Игорь улыбнулся ей; он любил даже эти ее слова.

Прошло несколько секунд, и изумленный Игорь увидел, что в кафе входит его кузен Ибан. Какое странное совпадение. Он помахал ему рукой. Ибан, казалось, смутился, но только на миг. Он подошел к Игорю, продолжая при этом украдкой вертеть головой; только специалист по слежке вроде Игоря мог наметанным глазом уловить эти едва заметные повороты. Они обнялись.

– Как дела? – спросил Игорь.

– Да ничего дела… Слушай, я тут по работе…

– Я уж вижу. Садись к нам, так тебя никто не заметит.

– Да, верно… Но мне расслабляться нельзя… Я столько сил угрохал, пока засек эту женщину…

– Она кто?

– Сбежавшая жена. Да еще муж ее без конца звонит, слов нет…
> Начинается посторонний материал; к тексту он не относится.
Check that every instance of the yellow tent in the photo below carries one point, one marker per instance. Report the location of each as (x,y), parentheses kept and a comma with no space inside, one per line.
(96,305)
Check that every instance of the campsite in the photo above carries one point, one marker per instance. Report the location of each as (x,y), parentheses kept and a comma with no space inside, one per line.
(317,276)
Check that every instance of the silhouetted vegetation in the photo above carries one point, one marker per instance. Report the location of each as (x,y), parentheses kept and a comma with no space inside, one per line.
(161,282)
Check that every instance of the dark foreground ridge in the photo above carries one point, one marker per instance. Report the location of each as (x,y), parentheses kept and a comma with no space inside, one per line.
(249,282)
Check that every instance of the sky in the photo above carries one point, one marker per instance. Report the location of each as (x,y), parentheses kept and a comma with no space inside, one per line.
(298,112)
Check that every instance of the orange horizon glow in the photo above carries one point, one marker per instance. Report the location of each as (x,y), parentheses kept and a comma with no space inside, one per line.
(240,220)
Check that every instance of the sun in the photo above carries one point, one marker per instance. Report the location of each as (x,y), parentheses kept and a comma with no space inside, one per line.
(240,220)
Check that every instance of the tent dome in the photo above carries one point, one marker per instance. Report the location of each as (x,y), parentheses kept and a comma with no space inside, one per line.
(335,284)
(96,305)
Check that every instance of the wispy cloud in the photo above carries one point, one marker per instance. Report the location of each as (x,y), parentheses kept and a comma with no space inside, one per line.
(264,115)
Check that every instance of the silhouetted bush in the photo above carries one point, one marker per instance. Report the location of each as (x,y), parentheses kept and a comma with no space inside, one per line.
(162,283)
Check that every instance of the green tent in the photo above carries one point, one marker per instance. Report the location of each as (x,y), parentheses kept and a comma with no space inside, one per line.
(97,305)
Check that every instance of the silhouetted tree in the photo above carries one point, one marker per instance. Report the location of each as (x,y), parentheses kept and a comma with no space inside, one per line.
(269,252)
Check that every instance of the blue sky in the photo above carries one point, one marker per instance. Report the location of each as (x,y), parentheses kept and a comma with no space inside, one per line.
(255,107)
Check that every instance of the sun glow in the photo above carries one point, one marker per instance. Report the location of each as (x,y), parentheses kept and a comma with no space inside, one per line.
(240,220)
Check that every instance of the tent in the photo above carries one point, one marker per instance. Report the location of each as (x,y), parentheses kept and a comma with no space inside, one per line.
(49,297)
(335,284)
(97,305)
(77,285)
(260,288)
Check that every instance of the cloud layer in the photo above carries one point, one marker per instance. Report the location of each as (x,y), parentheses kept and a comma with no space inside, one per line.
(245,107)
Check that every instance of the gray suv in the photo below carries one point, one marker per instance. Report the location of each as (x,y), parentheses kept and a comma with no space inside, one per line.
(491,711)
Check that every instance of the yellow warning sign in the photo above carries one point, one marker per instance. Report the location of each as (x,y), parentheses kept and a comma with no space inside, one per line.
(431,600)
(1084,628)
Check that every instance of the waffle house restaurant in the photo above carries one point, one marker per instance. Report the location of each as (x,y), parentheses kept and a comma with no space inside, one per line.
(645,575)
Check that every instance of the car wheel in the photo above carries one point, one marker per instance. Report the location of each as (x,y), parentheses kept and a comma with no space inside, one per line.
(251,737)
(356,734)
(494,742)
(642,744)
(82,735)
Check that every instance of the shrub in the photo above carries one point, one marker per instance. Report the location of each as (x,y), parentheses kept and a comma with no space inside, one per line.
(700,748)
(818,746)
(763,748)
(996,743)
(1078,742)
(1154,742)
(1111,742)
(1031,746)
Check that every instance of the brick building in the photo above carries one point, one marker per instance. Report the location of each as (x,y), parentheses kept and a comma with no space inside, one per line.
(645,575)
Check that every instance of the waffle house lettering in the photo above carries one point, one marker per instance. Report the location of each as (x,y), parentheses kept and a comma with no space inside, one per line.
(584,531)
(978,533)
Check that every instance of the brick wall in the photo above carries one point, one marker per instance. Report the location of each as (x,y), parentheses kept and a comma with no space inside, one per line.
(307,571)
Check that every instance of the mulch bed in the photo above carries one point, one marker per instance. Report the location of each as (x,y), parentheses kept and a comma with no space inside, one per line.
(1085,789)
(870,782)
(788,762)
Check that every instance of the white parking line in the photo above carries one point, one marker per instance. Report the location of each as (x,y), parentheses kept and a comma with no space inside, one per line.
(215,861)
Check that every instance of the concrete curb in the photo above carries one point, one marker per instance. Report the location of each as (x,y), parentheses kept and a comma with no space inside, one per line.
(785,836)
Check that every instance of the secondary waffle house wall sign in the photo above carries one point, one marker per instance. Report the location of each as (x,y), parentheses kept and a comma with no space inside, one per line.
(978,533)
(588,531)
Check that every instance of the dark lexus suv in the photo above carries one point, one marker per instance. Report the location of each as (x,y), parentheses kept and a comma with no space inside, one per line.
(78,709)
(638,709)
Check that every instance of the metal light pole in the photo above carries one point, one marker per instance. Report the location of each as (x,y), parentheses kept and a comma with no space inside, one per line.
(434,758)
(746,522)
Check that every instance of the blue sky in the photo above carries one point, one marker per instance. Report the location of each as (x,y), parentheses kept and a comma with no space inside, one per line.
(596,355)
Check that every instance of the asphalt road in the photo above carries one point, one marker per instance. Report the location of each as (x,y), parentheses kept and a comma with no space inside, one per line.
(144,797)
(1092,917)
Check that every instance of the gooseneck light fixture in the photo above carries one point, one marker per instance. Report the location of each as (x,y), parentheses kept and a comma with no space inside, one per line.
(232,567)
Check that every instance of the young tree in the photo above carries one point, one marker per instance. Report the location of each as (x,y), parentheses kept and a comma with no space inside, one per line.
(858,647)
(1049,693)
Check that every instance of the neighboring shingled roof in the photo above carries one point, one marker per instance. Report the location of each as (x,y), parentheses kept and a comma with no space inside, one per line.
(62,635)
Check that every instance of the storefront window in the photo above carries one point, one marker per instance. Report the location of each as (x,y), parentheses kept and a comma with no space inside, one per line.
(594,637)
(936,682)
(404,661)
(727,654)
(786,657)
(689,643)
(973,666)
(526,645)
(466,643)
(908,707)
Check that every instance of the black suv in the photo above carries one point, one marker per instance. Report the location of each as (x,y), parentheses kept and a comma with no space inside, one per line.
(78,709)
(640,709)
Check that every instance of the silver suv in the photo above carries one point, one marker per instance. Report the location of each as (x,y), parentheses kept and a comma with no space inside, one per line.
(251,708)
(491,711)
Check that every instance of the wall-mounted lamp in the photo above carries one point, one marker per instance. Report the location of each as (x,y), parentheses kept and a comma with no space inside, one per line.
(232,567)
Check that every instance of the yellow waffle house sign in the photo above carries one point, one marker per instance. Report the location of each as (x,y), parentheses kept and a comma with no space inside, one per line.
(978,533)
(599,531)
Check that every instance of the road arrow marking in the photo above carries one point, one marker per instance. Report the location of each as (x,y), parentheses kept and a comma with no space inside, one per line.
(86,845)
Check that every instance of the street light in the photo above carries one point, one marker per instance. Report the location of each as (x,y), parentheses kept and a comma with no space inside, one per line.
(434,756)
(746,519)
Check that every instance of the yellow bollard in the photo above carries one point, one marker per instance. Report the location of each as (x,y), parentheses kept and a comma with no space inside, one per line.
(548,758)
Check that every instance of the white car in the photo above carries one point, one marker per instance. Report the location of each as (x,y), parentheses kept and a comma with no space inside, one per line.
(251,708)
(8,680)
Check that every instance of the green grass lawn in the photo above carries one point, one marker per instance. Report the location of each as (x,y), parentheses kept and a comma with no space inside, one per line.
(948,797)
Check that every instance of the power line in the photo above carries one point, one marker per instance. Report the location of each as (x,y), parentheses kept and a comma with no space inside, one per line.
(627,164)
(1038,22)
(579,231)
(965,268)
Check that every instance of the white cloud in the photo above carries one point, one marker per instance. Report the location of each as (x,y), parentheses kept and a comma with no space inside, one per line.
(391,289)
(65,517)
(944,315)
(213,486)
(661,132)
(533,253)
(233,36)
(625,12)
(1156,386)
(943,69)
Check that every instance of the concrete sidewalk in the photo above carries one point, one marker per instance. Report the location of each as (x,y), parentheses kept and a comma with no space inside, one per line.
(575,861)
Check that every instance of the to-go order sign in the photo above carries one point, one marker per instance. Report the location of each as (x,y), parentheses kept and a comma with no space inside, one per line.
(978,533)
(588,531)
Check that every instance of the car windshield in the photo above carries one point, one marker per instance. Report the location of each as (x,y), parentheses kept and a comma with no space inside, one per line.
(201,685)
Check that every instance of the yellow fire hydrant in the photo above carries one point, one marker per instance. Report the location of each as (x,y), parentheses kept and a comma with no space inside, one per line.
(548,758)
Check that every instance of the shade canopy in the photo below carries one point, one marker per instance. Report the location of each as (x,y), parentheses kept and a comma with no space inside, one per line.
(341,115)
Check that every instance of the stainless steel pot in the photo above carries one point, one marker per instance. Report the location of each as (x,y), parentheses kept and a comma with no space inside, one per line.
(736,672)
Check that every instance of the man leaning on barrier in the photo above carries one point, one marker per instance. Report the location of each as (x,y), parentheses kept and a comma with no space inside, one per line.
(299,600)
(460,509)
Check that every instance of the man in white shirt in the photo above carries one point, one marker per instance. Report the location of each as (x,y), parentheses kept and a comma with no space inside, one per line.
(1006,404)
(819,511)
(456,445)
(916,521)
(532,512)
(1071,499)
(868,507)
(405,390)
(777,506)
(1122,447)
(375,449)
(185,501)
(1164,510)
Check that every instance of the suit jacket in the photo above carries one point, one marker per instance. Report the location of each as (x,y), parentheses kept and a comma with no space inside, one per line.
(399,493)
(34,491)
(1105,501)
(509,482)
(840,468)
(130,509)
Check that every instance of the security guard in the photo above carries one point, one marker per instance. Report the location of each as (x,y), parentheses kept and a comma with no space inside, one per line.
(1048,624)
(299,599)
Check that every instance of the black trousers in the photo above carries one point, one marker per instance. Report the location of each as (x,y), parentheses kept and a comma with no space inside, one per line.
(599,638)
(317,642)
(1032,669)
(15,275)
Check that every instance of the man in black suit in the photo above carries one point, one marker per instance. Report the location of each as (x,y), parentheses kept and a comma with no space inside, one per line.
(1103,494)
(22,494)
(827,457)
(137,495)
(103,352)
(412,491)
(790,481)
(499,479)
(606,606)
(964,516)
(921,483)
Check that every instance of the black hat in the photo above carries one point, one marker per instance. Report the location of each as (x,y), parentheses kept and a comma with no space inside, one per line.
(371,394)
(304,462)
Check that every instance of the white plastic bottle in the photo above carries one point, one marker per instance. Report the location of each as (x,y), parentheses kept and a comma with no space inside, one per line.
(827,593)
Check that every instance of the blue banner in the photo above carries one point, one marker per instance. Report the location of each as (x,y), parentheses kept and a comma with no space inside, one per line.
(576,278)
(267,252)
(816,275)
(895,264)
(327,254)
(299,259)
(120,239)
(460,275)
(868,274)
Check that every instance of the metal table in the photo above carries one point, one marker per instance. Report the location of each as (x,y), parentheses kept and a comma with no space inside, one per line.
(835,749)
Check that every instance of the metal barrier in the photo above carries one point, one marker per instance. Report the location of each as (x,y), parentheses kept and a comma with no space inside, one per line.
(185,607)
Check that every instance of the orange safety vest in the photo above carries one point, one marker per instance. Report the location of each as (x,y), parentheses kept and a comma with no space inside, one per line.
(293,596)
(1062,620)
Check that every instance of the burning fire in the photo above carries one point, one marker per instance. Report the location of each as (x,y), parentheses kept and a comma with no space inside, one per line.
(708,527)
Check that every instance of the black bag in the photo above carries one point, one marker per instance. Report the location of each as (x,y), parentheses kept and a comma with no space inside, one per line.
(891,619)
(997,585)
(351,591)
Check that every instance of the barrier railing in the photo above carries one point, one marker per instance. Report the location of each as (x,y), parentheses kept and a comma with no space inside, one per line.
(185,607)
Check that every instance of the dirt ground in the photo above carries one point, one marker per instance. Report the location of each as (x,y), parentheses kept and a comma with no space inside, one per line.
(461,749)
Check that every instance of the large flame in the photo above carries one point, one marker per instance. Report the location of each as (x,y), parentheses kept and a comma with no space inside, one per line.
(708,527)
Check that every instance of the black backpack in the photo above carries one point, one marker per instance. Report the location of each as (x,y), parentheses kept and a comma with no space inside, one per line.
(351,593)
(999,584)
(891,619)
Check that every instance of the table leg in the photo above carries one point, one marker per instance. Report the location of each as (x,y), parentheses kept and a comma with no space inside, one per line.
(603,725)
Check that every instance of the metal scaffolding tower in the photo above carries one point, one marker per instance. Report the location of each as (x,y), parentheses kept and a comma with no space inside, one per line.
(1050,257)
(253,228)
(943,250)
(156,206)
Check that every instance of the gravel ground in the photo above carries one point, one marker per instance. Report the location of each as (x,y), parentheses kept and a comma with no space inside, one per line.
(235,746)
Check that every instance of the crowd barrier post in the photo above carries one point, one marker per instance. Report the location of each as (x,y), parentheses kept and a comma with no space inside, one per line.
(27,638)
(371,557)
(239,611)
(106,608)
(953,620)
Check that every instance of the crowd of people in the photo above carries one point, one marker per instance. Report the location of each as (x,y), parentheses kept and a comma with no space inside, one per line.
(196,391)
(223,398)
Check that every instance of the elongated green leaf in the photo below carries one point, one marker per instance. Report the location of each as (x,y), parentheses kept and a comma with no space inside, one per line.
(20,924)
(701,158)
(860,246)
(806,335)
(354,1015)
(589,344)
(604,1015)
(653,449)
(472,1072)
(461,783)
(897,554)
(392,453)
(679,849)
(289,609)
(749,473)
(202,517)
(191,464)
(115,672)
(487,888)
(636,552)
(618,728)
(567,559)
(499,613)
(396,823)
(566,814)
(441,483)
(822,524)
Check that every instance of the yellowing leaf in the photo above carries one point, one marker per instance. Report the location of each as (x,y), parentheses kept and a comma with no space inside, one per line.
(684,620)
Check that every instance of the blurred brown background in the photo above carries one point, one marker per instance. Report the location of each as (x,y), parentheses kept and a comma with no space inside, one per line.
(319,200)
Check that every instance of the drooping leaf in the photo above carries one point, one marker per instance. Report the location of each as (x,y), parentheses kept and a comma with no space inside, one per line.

Клер вышла из туалета и быстрым шагом направилась к столику Игоря. Ибан заметил ее и на миг успокоился. Значит, эта акула от него не ускользнула. Но спокойствие его длилось недолго. Клер шла к их столику, уверенно, без всяких колебаний; шла прямо к нему. Вычислила, подумал он. Подобно умирающему, у которого вся жизнь проходит перед глазами, он в мгновенном озарении вспомнил долгие славные годы слежки и пришел к единственно возможному выводу: этот его первый провал – начало заката. Скоро часть его “я” уйдет в небытие. Тем не менее – чем черт не шутит – он попытался вжаться в стул, продемонстрировав незаурядное искусство уплотнения позвонков. Поздно. Клер смотрела ему прямо в глаза. Ибан пробормотал что-то нечленораздельное. Игорь прервал его:

– Клер, позволь тебе представить: мой кузен Ибан.

Ибан резко распрямился. И протянул Клер правую ладонь для рукопожатия. Вид у него был обалделый. Он знал ее лицо до последней запятой, и его рот замкнулся безгласной скобкой. Игорь счел волнение кузена чистейшей воды растерянностью при встрече с красотой. В нем даже всколыхнулась некоторая гордость. К тому же первый раз кто-то из знакомых видел его с Клер. Она вдруг сказала:

– Странно, у меня такое впечатление, что я вас где-то видела.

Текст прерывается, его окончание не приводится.